Date sent: Wed, 14 Aug 1996 13:10:32
From: Chris Moore, TorontoSomeone commented on this list recently that there is no "private history." Hey, I call myself a private historian all the time.
In Canada the term "public historian" was appropriated pretty quickly by the historians who work for public agencies: national parks system, provincial heritage agencies, local historic museums, etc. And in some odd way, it seems also to be used by academics and their students who study public agencies.
But I'm a freelance writer. From my perspective, the institutional mindsets of academic historians and government-employed historians often seem pretty similar, and "private historian," though it began as a joke, works pretty well for setting out the difference I often need to emphasize. "Private historians" ought to work for self-employed historical consultants too, I think . If academic historians dabble in that, they could say they have a private practice on the side.
Date sent: Fri, 16 Aug 1996 09:45:41
From: Chris Moore, TorontoBravo Frits. Institutional affiliations (or non-affiliations) do matter in all kinds of ways. But in the end there's only good history and bad history-- and the struggle to tell the difference.

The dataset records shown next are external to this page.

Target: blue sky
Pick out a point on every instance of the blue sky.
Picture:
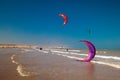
(37, 22)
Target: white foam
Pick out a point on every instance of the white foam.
(21, 71)
(98, 62)
(41, 50)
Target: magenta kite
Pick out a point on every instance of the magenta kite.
(65, 18)
(91, 53)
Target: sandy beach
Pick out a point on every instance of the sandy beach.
(35, 64)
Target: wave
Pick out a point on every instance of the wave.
(102, 59)
(20, 68)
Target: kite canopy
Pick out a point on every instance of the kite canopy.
(91, 53)
(65, 18)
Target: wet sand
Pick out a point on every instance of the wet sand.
(7, 68)
(47, 66)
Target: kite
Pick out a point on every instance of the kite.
(65, 18)
(91, 53)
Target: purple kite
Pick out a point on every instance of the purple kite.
(91, 53)
(65, 18)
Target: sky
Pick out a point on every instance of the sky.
(37, 22)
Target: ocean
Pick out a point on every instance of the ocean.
(58, 64)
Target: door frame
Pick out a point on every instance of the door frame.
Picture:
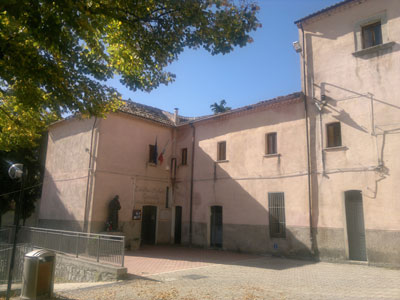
(346, 237)
(209, 225)
(174, 222)
(156, 229)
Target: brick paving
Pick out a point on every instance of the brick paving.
(196, 274)
(150, 260)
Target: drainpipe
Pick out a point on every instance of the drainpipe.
(86, 216)
(191, 186)
(308, 142)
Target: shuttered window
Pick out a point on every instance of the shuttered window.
(276, 207)
(334, 135)
(270, 143)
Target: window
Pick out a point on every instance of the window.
(270, 143)
(221, 155)
(276, 207)
(371, 35)
(334, 135)
(152, 154)
(184, 157)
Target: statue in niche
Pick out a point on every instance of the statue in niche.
(113, 207)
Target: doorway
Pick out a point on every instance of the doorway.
(178, 224)
(216, 227)
(355, 225)
(149, 224)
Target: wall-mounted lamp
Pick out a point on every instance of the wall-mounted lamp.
(297, 47)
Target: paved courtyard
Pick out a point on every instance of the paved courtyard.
(194, 274)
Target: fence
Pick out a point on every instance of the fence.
(5, 257)
(103, 248)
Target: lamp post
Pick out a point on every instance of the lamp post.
(16, 172)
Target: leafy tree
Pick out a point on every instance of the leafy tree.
(219, 108)
(56, 56)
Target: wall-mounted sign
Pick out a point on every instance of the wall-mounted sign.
(136, 214)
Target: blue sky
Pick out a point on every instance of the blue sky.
(266, 68)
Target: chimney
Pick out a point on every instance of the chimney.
(176, 116)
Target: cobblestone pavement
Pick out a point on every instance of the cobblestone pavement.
(151, 260)
(256, 278)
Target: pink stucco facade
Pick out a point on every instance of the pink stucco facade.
(90, 161)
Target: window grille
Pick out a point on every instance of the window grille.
(372, 35)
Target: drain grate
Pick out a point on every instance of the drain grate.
(194, 276)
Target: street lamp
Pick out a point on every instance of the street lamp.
(16, 172)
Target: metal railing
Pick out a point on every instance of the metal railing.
(102, 248)
(5, 257)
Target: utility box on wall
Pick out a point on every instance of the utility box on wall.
(38, 275)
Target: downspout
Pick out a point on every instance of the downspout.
(308, 143)
(86, 216)
(191, 186)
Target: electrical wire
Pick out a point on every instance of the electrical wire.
(27, 188)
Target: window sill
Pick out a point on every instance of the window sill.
(272, 155)
(373, 49)
(339, 148)
(221, 161)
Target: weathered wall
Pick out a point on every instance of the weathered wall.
(362, 94)
(243, 191)
(64, 189)
(123, 168)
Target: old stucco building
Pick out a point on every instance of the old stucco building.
(278, 176)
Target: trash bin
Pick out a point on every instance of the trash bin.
(38, 275)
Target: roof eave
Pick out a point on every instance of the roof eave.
(302, 20)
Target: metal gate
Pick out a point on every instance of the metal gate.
(355, 225)
(149, 224)
(216, 227)
(178, 224)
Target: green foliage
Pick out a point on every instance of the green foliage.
(219, 108)
(55, 56)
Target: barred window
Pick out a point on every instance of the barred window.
(276, 207)
(371, 35)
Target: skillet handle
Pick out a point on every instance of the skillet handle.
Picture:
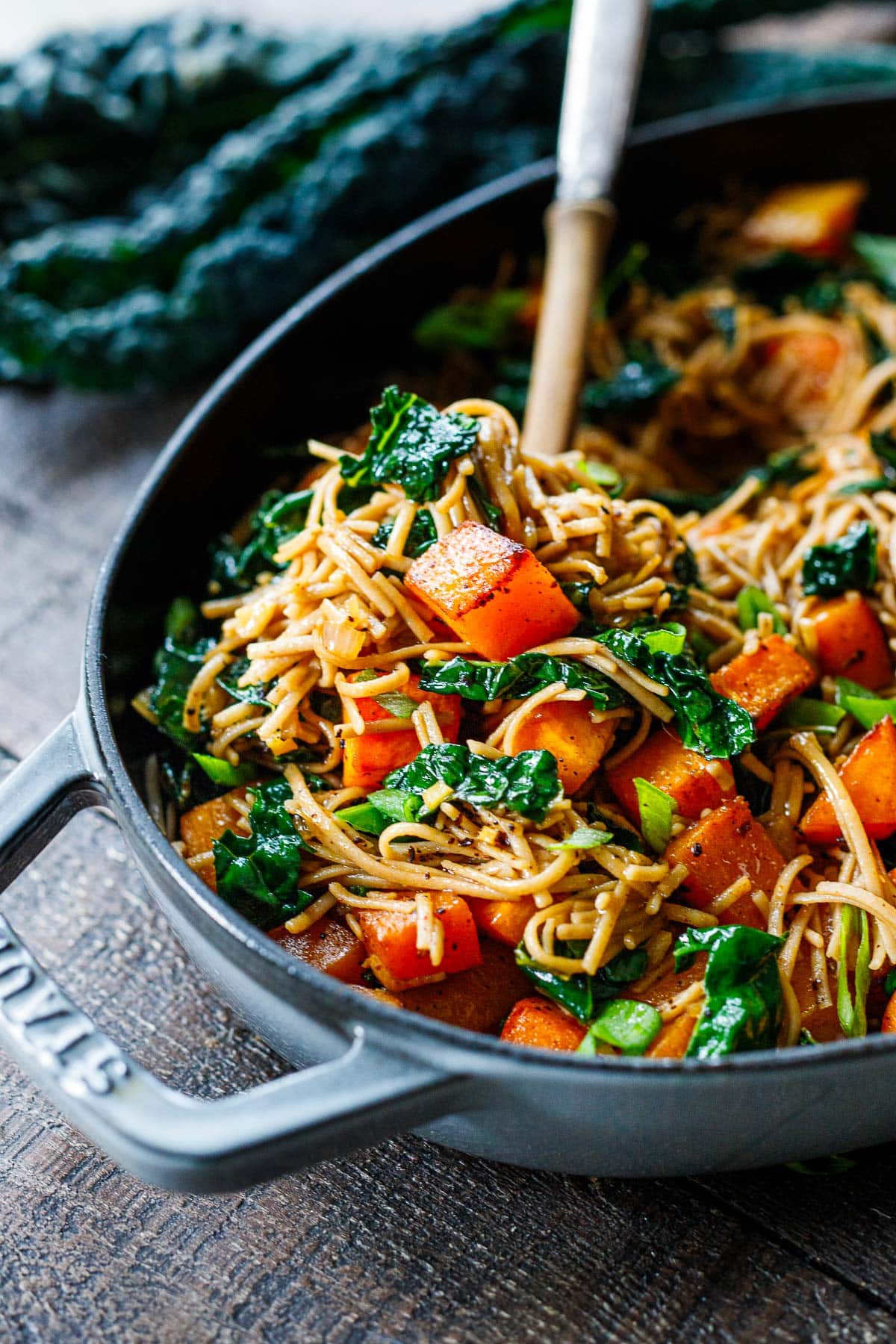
(158, 1133)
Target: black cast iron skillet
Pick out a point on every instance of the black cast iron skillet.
(314, 371)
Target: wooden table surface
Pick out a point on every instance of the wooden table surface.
(403, 1242)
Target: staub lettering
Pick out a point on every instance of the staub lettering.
(52, 1031)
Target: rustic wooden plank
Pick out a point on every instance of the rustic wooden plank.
(845, 1222)
(70, 467)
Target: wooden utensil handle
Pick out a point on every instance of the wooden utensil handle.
(578, 235)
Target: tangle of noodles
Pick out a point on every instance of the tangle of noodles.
(329, 628)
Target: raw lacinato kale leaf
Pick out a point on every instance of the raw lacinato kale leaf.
(626, 1024)
(527, 783)
(579, 994)
(778, 276)
(744, 1003)
(706, 721)
(640, 381)
(783, 468)
(422, 535)
(850, 1006)
(258, 874)
(848, 564)
(410, 445)
(520, 678)
(234, 564)
(642, 378)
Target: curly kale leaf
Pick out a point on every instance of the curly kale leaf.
(410, 445)
(706, 721)
(258, 874)
(527, 784)
(234, 564)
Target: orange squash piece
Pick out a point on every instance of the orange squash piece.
(205, 824)
(504, 921)
(368, 759)
(673, 1038)
(810, 358)
(869, 777)
(491, 591)
(391, 936)
(810, 218)
(821, 1021)
(852, 643)
(889, 1021)
(673, 768)
(477, 999)
(329, 945)
(763, 682)
(722, 847)
(535, 1021)
(567, 730)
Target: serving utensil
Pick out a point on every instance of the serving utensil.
(603, 65)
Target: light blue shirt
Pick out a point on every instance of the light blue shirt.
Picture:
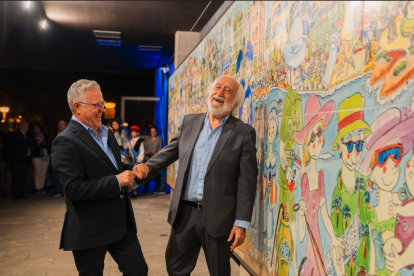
(203, 150)
(103, 132)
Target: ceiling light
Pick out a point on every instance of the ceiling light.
(149, 48)
(107, 34)
(109, 42)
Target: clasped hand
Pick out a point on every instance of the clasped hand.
(126, 178)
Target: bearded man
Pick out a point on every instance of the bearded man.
(213, 198)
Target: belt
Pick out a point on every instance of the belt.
(197, 205)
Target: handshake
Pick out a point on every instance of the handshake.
(126, 178)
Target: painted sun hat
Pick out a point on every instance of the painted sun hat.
(351, 117)
(313, 114)
(295, 50)
(391, 125)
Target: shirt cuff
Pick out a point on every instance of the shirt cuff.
(120, 187)
(242, 223)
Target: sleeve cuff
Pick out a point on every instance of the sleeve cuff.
(242, 223)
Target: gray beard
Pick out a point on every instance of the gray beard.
(221, 111)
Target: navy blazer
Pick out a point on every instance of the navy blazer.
(96, 208)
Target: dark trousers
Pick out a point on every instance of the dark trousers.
(19, 178)
(188, 235)
(157, 179)
(126, 253)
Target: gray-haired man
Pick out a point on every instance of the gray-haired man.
(99, 216)
(213, 197)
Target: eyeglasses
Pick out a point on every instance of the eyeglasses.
(313, 135)
(97, 105)
(393, 151)
(358, 146)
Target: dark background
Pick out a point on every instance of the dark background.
(37, 66)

Date sent: Fri, 16 Aug 1996 10:08:46
From: VMAH@AOL.COMWell, now that we're on the subject of "private" history, I'll add my two cents' worth: I've been calling my business "Valerie Metzler Archivist/Historian" (as in So & So Attorney at Law) for the past ten years that I've been self-employed. When asked what I do for a living I reply, "I'm an archivist and historian in private practice," borrowing from my husband and his colleagues: conservators in private practice. I don't call myself a consultant since I don't just tell people what to do.
Definition of Public History developed by 1996 HST 209:
Actually, this is not so much a definition as a way of evaluating examples of "Public History". It goes like this -
Public history is history of the people, by the people and for the people. The more "of", "by" and "for" evident, the closer it comes to being public history.